Gerhard Mantz at gallery "[Dam]" (www.dam.org) constructs his idealistic landscapes on the computer.  The gallery owner told me that the artist does not use any photographic images, but makes up his landscapes from scratch with the help of the machine.  His seemingly realistic photographic images  jumped out at me, because they look different from any landscape photography I had seen before.  Mantz really crosses the lines that divide photography and painting. Kim Keever (www.secristgallery.com) found another way to construct landscape: he creates environments in fish tanks and captures them with a large format camera.  The photographs have a painterly, slightly mysterious feel.

Both of these landscape artists were shown at the side show "Pulse" held in a large tent. "Pulse" was in the "Wynwood" district, where I also found "MOCA at Goldman Warehouse".

The taxidriver who drove me there considered it a bad neighborhood, with a poor, mainly African American population.  Arriving, I found the streets vacated and dominated by colorfully painted warehouses.

Art gentrifies neighborhoods and turns them into fertile ground for more condominiums.

I came to see the show "Artificial Light" at "MOCA".  I approached the warehouse turned museum hesitatingly, I was the only person on the street and buildings looked closed on Sunday morning, the last day of the fair.

Soon I found myself in spacious rooms, filled with light sculptures, cool and liberating, even though the content of some sculptures was critical, I did not feel weighted down. Light is an ephemeral medium.
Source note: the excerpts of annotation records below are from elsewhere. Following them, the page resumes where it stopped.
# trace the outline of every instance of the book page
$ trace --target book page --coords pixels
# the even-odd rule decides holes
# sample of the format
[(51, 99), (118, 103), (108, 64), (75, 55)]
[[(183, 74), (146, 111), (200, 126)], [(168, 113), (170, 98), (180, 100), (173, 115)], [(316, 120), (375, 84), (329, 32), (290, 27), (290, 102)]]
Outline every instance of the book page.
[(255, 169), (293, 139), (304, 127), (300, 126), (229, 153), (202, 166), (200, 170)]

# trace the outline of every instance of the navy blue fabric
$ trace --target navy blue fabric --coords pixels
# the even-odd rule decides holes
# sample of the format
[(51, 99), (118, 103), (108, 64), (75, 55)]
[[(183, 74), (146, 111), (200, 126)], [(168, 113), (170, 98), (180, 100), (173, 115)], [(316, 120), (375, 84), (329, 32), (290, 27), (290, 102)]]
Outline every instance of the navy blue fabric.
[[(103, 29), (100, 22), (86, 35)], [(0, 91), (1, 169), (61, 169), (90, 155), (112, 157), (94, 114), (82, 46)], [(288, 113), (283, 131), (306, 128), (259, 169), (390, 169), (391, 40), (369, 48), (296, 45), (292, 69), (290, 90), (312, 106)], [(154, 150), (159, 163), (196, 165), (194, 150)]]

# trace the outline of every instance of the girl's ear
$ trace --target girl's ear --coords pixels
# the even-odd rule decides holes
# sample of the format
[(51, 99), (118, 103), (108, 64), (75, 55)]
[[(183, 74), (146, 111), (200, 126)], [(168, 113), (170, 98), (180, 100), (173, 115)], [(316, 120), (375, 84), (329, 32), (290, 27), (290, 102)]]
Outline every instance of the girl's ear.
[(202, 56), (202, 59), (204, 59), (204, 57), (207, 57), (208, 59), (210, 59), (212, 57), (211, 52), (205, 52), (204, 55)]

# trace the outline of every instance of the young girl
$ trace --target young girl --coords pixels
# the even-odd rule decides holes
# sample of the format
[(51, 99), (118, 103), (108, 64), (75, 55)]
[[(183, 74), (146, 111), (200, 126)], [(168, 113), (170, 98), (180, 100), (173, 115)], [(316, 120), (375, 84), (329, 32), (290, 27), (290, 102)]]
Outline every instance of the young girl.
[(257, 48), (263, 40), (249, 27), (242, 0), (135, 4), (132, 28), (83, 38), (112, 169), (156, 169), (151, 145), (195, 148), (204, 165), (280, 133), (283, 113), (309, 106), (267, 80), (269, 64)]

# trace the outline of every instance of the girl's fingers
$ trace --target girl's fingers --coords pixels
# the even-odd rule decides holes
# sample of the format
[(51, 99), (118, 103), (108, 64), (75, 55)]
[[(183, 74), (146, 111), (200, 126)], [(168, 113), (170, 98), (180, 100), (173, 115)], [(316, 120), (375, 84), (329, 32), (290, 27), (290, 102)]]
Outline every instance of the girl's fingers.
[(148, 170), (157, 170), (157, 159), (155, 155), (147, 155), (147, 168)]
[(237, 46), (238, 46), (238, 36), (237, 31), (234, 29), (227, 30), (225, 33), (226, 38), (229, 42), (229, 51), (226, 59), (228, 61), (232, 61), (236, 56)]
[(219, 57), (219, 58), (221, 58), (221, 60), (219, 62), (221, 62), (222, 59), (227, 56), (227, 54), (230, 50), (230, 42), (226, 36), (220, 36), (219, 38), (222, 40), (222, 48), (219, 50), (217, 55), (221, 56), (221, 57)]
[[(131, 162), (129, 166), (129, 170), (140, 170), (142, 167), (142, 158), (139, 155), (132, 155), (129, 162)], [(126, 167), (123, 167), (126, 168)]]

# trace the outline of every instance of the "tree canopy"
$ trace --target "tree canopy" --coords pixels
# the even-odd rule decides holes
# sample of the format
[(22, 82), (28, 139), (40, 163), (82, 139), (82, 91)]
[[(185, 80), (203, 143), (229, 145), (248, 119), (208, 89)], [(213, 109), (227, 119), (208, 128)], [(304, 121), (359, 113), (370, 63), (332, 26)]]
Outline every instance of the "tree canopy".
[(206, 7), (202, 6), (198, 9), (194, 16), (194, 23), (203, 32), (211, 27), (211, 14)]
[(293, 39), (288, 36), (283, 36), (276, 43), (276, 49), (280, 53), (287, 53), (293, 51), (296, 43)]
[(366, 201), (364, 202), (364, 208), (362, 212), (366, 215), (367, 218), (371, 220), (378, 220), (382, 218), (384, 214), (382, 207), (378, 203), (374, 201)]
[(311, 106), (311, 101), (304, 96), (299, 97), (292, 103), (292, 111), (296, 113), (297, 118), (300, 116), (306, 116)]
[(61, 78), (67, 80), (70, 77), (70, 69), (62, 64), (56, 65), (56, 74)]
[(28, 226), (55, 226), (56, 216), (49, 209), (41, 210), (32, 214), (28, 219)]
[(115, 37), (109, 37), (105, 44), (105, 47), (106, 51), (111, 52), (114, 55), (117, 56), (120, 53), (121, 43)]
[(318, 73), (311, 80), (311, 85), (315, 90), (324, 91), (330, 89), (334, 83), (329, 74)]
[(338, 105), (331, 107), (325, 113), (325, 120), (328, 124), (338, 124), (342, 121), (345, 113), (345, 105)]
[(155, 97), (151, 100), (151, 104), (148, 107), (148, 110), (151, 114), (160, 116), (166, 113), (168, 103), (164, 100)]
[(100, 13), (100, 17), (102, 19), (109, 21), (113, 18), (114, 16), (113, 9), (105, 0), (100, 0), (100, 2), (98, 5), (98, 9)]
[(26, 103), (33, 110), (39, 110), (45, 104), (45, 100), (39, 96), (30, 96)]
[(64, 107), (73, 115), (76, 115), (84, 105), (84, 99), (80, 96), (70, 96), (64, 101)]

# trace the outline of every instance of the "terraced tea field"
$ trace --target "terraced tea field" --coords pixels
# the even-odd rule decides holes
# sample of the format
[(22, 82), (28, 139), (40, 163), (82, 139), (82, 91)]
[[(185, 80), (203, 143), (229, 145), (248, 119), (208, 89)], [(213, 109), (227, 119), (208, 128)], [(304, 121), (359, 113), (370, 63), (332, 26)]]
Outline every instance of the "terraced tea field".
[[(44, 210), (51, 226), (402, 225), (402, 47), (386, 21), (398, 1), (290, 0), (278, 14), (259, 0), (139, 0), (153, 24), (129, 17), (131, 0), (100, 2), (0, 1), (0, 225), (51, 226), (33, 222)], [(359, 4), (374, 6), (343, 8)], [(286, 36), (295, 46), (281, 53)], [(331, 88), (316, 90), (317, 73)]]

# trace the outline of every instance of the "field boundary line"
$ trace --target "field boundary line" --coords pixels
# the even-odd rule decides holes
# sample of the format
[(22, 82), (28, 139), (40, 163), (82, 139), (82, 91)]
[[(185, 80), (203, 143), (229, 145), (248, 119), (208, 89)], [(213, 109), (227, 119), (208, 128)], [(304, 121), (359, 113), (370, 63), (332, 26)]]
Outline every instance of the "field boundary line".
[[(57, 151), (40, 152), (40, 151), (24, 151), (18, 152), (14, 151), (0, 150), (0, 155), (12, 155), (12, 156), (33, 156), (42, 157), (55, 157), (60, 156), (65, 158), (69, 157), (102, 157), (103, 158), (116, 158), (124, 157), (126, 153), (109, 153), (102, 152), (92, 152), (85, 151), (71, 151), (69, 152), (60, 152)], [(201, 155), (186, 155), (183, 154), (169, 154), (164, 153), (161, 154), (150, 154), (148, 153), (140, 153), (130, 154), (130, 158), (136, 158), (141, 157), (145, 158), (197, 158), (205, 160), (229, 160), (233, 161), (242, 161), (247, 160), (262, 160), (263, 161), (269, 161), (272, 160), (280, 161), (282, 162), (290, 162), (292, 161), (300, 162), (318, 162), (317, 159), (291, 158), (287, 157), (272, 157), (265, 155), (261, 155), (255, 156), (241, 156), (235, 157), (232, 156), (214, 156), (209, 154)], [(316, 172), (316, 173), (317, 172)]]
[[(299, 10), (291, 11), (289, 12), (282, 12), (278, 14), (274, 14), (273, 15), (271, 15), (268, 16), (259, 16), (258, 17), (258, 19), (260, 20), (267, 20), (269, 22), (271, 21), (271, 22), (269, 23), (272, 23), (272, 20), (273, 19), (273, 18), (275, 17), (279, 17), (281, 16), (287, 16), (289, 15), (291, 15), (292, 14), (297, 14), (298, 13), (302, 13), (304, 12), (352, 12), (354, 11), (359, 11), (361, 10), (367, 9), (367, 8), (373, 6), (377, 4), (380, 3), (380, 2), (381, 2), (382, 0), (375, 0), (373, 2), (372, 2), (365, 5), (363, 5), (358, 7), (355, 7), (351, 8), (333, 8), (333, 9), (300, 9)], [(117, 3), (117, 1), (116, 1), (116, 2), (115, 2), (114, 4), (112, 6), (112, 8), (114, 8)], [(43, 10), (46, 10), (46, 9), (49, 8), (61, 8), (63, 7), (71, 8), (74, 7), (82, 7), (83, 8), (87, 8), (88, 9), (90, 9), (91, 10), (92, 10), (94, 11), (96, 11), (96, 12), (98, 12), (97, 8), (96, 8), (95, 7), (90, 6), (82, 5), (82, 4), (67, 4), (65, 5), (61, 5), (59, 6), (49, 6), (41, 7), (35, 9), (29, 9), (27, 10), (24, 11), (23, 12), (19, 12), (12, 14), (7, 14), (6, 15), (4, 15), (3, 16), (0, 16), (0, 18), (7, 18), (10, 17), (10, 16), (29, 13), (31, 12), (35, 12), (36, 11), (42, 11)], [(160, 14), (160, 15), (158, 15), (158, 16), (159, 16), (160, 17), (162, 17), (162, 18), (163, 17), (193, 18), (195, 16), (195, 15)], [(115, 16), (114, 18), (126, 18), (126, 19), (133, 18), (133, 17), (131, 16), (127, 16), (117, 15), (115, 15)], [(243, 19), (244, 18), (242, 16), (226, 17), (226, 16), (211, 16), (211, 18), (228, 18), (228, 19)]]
I especially liked Spencer Finch's plastic gels over fluorescent tubes. The colors are soft and arranged in stripes.  The artist used readings of a color meter from light he measured in the Catskill Mountains. -- Thereby referring to the Hudson River School,  the famous group of American painters, who stood at the crib of American Art and created the  myth of the untouched wilderness.

"Empires spin off amazing stuff in their last hours" , said Jerry Saltz, an art critique for "Village Voice" at a talk in the "Art Salon".  I agree.

* * * * *

Painting by Marianne A. Kinzer

Currently, Marianne A. Kinzer is in "The Spiritual in Nature" Group Show among the following artists in Illinois:  Bruce MacMartin, Anna Poplawska, Lidia Rozmus, Julia O'Malley, Roberta Miles, Anthony Shafton, Theopholous Michaux, Marge Roche, Jeff McNear. -Until May 7, 2007.

Marianne's paintings of the Illinois Wetlands Restoration project, incorporate the American Lotus, as one of the major spiritual symbols.  Coming out of the Buddhist and Hindu traditions, the lotus flower, which is incredibly beautiful but grows in mud and swamp, is said to symbolize spiritual wisdom growing out of the slime of earthly ignorance.  With the restoration of its natural habitat, the American Lotus, which had not been seen in Illinois for over seventy years, once more bloomed.  For Marianne, the American Lotus is a symbol of hope that humans will acquire the spiritual wisdom necessary to live at peace with nature.